We have “something more sure”—the prophetic word in its fulfillment and confirmation. This is why Martin Luther said of this passage: “A prophet eminently should be he who preaches Jesus Christ. Therefore, although many prophets in the Old Testament have foretold things to come, yet they came and were sent by God for this reason especially: that they should foretell of Christ.”3

What is said of the prophets in particular is true of the Word of God in general, as a part of the whole. The Old Testament prophesied the coming of the Lord, and the New Testament is the chronicle of the coming of the Lord. This is why one writer said, “The written Word, believed to be the Lord’s mind, is the surest ground for faith to rest upon of any that ever has been or can be given to sinners who are subject to forgetfulness, jealousies and mistakes.”4

What certainty! What confidence! What assurance we have that God has spoken! God has spoken in the prophecies, poems, and epistles of our Old and New Testaments. Put this in the context of the aforementioned quote from the Roman pope. Rome says that Peter was the first pope. And popes have said Scripture plus tradition are equal sources of authority for believers. If so, why does Peter say that the Scriptures are the surest foundation that we have been established in the truth? Why does he not say we should believe his personal eyewitness to Jesus’ transfiguration is all that is needed? Why does he not say his word as pope is all that we need?

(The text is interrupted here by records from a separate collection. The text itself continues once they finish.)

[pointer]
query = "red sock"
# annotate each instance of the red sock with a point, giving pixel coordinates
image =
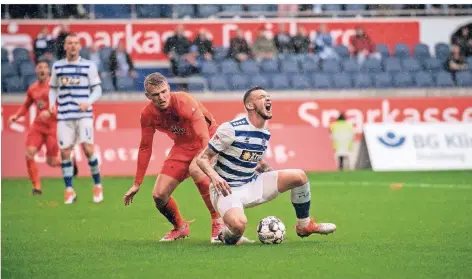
(204, 189)
(33, 173)
(172, 213)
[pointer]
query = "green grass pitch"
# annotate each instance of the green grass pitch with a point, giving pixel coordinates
(422, 230)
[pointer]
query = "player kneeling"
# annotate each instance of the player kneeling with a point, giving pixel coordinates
(241, 179)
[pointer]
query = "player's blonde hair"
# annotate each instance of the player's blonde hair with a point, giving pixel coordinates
(155, 79)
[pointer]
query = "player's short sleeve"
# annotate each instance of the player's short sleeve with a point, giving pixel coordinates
(223, 138)
(94, 77)
(53, 81)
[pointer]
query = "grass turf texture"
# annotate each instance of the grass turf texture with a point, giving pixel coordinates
(412, 232)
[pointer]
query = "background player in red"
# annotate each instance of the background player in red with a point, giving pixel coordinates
(190, 125)
(43, 129)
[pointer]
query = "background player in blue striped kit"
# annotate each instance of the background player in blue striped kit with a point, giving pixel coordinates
(75, 85)
(241, 179)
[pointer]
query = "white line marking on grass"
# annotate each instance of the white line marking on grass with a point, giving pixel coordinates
(383, 183)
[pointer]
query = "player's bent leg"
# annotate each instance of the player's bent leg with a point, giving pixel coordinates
(94, 170)
(33, 169)
(167, 206)
(203, 184)
(297, 181)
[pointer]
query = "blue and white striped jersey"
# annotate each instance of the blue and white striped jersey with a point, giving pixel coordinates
(240, 146)
(74, 81)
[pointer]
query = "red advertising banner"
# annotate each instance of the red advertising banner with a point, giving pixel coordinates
(145, 40)
(110, 116)
(291, 147)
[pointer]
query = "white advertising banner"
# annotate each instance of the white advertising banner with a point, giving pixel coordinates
(419, 146)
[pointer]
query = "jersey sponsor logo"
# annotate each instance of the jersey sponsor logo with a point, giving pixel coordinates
(70, 81)
(178, 130)
(251, 156)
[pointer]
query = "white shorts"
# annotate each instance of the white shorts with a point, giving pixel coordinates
(71, 132)
(260, 190)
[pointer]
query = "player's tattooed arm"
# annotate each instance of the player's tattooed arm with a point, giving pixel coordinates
(263, 166)
(204, 162)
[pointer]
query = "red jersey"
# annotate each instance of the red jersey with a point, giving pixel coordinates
(186, 121)
(38, 93)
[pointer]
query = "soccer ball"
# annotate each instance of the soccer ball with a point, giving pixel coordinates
(271, 230)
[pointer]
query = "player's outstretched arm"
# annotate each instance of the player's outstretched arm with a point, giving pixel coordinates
(144, 156)
(204, 162)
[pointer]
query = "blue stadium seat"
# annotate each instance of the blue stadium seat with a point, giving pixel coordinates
(411, 65)
(383, 80)
(289, 67)
(209, 68)
(402, 50)
(392, 64)
(207, 10)
(229, 66)
(424, 79)
(250, 67)
(342, 51)
(107, 84)
(27, 69)
(14, 85)
(4, 55)
(8, 70)
(322, 81)
(280, 81)
(148, 11)
(350, 66)
(259, 80)
(464, 79)
(433, 65)
(442, 51)
(342, 80)
(402, 80)
(270, 66)
(21, 54)
(232, 8)
(383, 50)
(355, 7)
(372, 65)
(444, 79)
(218, 83)
(332, 7)
(331, 66)
(184, 10)
(421, 51)
(363, 80)
(126, 84)
(238, 82)
(300, 82)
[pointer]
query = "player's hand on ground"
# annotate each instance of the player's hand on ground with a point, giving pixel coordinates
(44, 115)
(221, 186)
(84, 106)
(128, 198)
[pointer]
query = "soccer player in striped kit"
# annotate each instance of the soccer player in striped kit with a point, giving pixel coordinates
(241, 179)
(75, 85)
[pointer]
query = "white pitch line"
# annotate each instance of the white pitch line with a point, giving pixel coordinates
(383, 183)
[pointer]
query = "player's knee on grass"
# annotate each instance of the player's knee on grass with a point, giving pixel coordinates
(289, 179)
(30, 152)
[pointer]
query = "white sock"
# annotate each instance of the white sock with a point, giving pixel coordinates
(303, 222)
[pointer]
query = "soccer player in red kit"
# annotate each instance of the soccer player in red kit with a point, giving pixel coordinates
(190, 125)
(43, 129)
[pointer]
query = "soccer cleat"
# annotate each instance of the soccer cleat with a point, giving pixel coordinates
(312, 227)
(216, 227)
(37, 192)
(175, 234)
(69, 196)
(97, 194)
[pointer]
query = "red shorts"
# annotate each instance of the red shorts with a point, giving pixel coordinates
(177, 163)
(39, 135)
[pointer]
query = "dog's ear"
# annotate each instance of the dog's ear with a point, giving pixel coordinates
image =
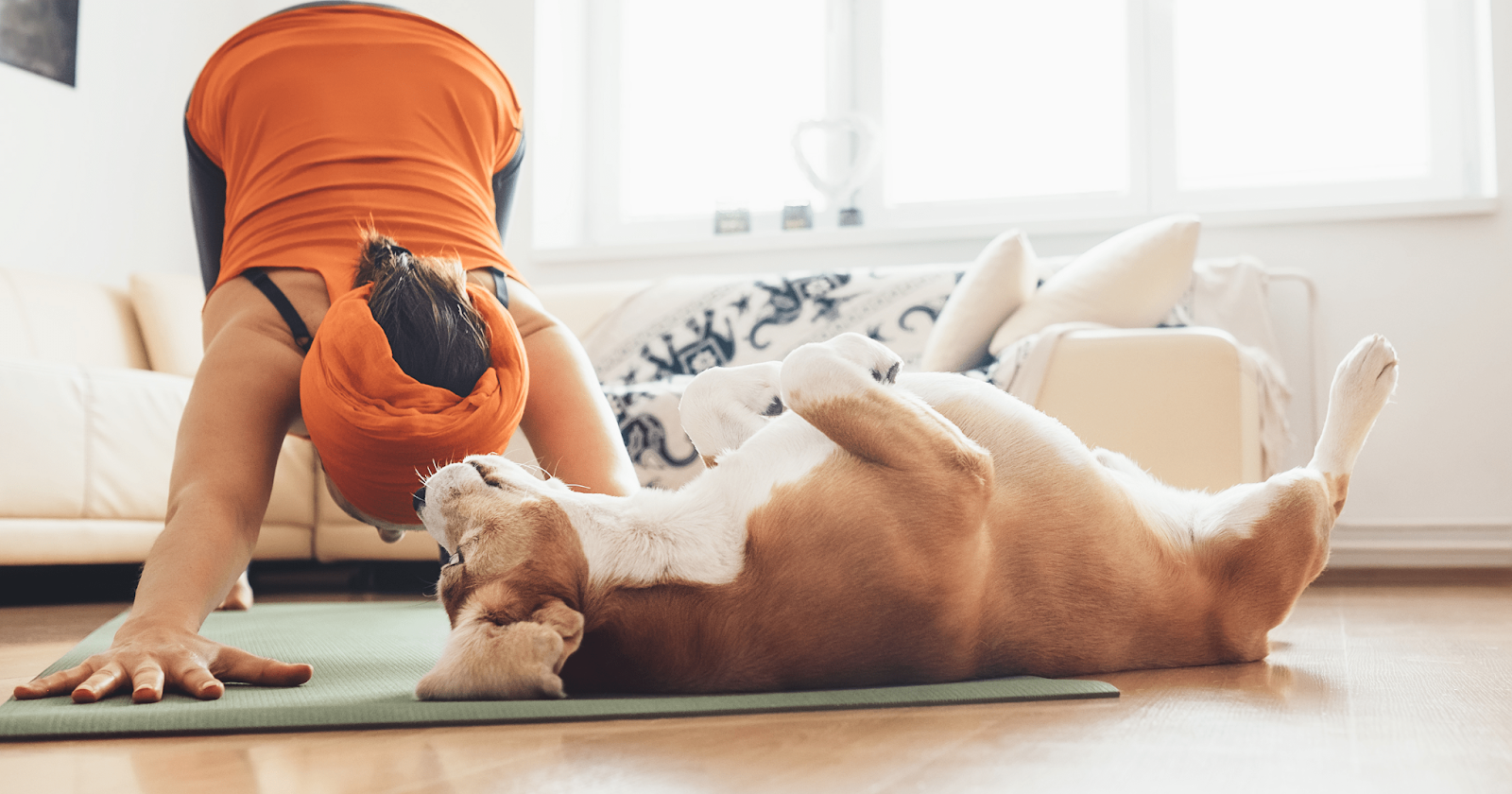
(516, 662)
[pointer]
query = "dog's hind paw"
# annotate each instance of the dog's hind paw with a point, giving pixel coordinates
(1363, 385)
(1366, 378)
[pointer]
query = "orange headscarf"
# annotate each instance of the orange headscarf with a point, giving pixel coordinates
(378, 430)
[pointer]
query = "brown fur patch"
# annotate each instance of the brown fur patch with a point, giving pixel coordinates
(525, 556)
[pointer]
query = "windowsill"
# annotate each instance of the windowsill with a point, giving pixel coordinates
(778, 241)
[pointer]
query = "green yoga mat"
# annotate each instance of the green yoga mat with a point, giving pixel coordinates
(369, 655)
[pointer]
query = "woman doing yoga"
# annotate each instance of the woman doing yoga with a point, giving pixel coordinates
(352, 174)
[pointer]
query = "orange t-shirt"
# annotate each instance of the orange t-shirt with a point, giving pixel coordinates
(329, 118)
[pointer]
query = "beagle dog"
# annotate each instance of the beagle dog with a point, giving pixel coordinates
(858, 526)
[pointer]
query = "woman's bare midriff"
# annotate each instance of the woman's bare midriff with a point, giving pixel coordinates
(239, 304)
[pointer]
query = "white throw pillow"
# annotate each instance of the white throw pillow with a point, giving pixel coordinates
(1128, 282)
(994, 286)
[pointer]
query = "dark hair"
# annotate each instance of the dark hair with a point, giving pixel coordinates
(436, 335)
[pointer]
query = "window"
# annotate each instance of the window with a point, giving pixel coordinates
(652, 113)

Because of certainty of the Word taught here, Peter tells us to “pay attention” to these words “as to a lamp shining in a dark place” (v. 19). For how long? Until the coming of Jesus Christ again: “until the day dawns and the morning star rises in your hearts” (v. 19). As John Calvin said, “All are immersed in darkness who do not look to the light of the Word. Therefore unless you want to cast yourself of your own accord into a labyrinth, you must take the utmost care not to deviate even a hair’s breadth from the direction of the Word.”5


Are you feeling confident as a believer at this moment? There is obviously a lot of uncertainty politically, morally, economically, and in every other way in the world. Yet in the midst of it all we can know for certain that God has spoken. And the Word He has spoken through prophets and apostles is sure. Since this Word is sure, your faith should and must continue to be sure.


1. Dei Verbum, 2.9, found at

2. See Simon J. Kistemaker, Peter and Jude, New Testament Commentary (Grand Rapids: Baker, 1987), 269.

3. Martin Luther, Commentary on Peter and Jude, ed. John N. Lenker (1904; repr., Grand Rapids: Kregel, 1990), 247.

4. Alexander Nisbet, 1 and 2 Peter (1982; repr., Edinburgh: The Banner of Truth, 1995), 239.

5. John Calvin, Hebrews and the First and Second Epistles of St Peter, Calvin’s New Testament Commentaries, 12 vols. (Grand Rapids: Eerdmans, 1994), 12:342.


Rev. Daniel Hyde    
is the pastor of the Oceanside United Reformed Church in Carlsbad/Oceanside, CA.